Explorando temas como a erosão das instituições, pós-verdade e disputas de narrativas, os contos de “Onde as verdades nascem” transitam entre o real e o irreal para questionar a normalização do espanto cotidiano
A personagem Cassandra, que espera o leitor nas primeiras páginas de “Onde as verdades nascem” (132 páginas, editora Patuá), obra de estreia do paulista Júlio César Bernardes (@jcbernardes), enuncia um traço que acompanhará a obra até o final: o mistério. Apesar da alusão à tragédia grega, em que Cassandra é amaldiçoada a prever o futuro sem que jamais acreditem em suas palavras, o conto que abre o livro explora um contorno bastante distinto: ao situá-lo em uma cidadezinha interiorana, cenário que percorre o restante da obra, o autor coloca em perspectiva a temática do Brasil Profundo, muito explorada por autores como João Guimarães Rosa.
Meia hora depois, mais de vinte milhões de pessoas já tinham assistido, em quarenta e seis países, aos vídeos do homem que habitava o esqueleto de uma baleia azul num recanto do litoral brasileiro. E o lugar, conhecido pela tranquilidade, aparecia, a cada foto de Josué publicada nas redes sociais, mais e mais abarrotado de gente.
Trecho do livro “Onde as verdades nascem”
“Onde as verdades nascem” é composto por nove contos, cada um com uma história única, sem relação com as demais. A forma de contar também muda: embora a maior parte dos textos seja narrada em terceira pessoa, alguns dos contos também trazem narradores-personagens.
A obra se destaca pela diversidade de personagens e pelos diálogos entre imaginários individuais e coletivos, que ocorrem sobretudo quando universos esotéricos, habitados por cartomantes, leitores de sonhos, gurus e benzedeiras, contrastam com problemas mundanos, como a influência de famílias tradicionais sobre o poder público e a impotência frente a uma burocracia por vezes ineficaz. Entre esses extremos, pessoas comuns são, por acaso ou destino, arremessadas para um lugar entre o crível e o que foge à lógica, limiar que ganha materialidade na medida em que os personagens são construídos de maneira complexa, sem maniqueísmos.
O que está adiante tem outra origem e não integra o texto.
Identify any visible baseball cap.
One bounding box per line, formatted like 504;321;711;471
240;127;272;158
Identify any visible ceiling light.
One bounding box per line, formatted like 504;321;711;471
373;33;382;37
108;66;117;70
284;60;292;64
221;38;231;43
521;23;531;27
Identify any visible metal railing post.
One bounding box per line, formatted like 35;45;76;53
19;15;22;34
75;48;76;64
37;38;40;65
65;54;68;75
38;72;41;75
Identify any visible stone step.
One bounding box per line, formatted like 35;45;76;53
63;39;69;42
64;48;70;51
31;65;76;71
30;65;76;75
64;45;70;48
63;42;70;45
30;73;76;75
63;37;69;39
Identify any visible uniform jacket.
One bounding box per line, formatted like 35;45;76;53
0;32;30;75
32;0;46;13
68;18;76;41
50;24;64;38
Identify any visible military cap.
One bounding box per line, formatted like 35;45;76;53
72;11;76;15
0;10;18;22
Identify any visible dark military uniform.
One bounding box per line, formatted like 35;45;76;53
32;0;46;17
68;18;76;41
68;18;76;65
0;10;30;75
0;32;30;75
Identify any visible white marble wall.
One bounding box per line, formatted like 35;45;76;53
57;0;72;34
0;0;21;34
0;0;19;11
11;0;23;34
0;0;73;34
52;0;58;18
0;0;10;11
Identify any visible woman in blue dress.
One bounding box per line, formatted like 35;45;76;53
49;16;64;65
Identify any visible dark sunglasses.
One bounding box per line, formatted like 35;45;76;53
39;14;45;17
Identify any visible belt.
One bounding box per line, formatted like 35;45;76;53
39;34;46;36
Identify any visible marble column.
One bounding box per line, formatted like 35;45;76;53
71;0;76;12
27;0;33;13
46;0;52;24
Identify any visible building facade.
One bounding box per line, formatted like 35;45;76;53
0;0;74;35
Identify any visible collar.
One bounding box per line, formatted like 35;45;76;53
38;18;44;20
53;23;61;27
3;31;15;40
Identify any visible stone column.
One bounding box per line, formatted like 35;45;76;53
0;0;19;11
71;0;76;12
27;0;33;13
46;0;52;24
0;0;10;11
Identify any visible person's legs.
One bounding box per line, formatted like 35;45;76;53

“Os primeiros contos que escrevi no mesmo estilo dos que compõem o livro surgiram do meu divertimento com o fato de que amigos aqui de São Paulo nunca sabiam no que acreditar quando eu contava histórias do interior. Juravam que era mentira algo que lhes parecia absurdo e que para mim, no entanto, era banal, e tomavam por verdade, sérios e surpresos, o que eu inventava sem pudor”, relata o autor
Nesse contexto, os temas centrais de “Onde as verdades nascem”, para o autor, são a erosão das instituições, pós-verdade e disputas de narrativas. “Em vez de escrever contos que fossem só anedóticos, resolvi explorar o pitoresco como recurso para argumentar que a ruptura apontada das instituições é a realidade perene e longeva da maior parte do país”, ressalta o autor, e segue: “O espanto se dá porque uma meia dúzia de cidades que se julgavam mais avançadas se viram sujeitas às mesmas forças que regem o interior, do qual tentavam se distinguir”.
Sobre o autor
Júlio César Bernardes nasceu em 1993, em Jacareí/SP, há cerca de 80 km da capital paulista. É mestre em Sociologia, tendo graduação também nas áreas de Linguística e Relações Internacionais, todas pela Universidade de São Paulo. Além de escritor, trabalha como gerente de análise de dados digitais e consultor de advocacy.
A formação acadêmica, aliada à bagagem sócio-cultural e à experiência profissional do escritor, moldaram inevitavelmente sua forma de construir as narrativas em “Onde as verdades nascem”. Sua família é da pequena cidade de Palestina, a oeste do estado de São Paulo. O autor vive na capital há cerca de 10 anos, tendo passado por praticamente todas as regiões do país antes de se estabelecer, mudança motivada pela faculdade.